Ignore the technique details such as continuity or existence of derivatives etc, the Fundamental Theorem of Calculus can be put as
There are two parts to the theorem. The first part asserts that the derivative of a definite integral of a function, equals the original function; while the second part asserts that the definite integral of the derivative of a function, equals the original function.

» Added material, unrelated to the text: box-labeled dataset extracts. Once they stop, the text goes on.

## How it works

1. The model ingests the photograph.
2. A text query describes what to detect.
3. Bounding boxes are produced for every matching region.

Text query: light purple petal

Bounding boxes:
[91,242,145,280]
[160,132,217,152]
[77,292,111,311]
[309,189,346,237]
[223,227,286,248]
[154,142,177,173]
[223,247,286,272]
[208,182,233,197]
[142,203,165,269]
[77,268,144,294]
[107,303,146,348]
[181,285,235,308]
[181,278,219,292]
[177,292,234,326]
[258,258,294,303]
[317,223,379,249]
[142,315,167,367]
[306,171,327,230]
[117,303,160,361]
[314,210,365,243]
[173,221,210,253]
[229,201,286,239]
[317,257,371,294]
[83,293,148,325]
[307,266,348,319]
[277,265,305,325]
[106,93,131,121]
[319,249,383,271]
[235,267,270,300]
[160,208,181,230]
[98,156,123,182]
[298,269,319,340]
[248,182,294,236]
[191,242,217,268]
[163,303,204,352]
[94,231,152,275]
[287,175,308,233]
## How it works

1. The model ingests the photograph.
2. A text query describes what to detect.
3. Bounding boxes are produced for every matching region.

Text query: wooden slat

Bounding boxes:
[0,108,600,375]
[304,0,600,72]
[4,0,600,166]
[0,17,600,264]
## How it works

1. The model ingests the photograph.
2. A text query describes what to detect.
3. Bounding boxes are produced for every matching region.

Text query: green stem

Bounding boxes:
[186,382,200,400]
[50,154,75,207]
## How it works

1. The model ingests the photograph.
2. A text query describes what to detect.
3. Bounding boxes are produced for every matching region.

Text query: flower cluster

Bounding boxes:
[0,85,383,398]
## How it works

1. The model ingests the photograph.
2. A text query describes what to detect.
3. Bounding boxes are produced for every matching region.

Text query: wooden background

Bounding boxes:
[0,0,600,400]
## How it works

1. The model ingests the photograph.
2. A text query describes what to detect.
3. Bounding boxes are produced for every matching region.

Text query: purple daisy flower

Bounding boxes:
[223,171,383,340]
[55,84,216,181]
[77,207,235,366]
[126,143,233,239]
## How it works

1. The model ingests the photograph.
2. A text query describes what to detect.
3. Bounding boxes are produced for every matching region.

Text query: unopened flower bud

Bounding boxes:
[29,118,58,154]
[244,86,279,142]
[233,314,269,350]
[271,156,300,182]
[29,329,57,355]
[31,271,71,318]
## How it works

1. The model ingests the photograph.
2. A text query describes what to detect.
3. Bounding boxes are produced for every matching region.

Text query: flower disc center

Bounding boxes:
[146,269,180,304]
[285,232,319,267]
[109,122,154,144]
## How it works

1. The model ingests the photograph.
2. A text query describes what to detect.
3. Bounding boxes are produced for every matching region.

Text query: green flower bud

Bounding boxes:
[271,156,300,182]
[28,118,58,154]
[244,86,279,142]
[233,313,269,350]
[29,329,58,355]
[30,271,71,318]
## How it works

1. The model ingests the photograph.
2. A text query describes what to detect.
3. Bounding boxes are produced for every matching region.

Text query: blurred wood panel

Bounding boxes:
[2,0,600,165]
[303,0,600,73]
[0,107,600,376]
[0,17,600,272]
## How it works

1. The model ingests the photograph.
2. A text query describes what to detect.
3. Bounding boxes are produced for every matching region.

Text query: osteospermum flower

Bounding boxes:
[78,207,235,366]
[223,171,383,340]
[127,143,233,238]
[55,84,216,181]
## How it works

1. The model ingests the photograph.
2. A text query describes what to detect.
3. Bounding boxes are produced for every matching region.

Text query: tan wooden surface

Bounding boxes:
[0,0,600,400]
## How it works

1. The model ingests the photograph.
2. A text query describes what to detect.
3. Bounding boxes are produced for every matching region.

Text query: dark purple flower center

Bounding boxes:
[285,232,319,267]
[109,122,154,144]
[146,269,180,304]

- List item Let $f$ be a function defined on a closed interval $[a, b]$. Let $F$ be the function defined, for all $x$ in $[a, b]$, by $$F(x)=\int_{a}^{x}f(t) \ dt$$ Then for all $x$ in $(a, b)$ $$F'(x)=f(x)$$
- Let $F$ be a function on $[a,b]$, and $f$ a function on a closed interval $[a,b]$ which is a derivative of $F$ in $(a,b)$: $$F'(x)=f(x)$$ Then $$\int_{a}^{b}f(x) \ dx=F(b)-F(a)$$
Part 2 seems is the one get used everyday. Without part 2, it would be rather hard to compute any definite integral, e.g. $\int_0^1 \sqrt{x} \ dx$, based on the definition of definite integral, i.e. the definite integral is the limit of the sum
$$\int_a^b f(\tau) \ d\tau := \lim_{\Delta \tau \rightarrow 0} \sum_{i=0}^{n} f(\tau_i) \Delta \tau$$ , where $\Delta \tau = \frac{b - a}{n}$, and $\tau_i = a + i \Delta \tau$ ($i$ from $0$ to $n$) are the time moments evenly split $[a, b]$.
However, is there any application of the first half of the theorem?
I understand as the symmetric point of view, or completeness of the theorem, part 1 is necessary. Just wonder, if there's some case that part 1 come into save?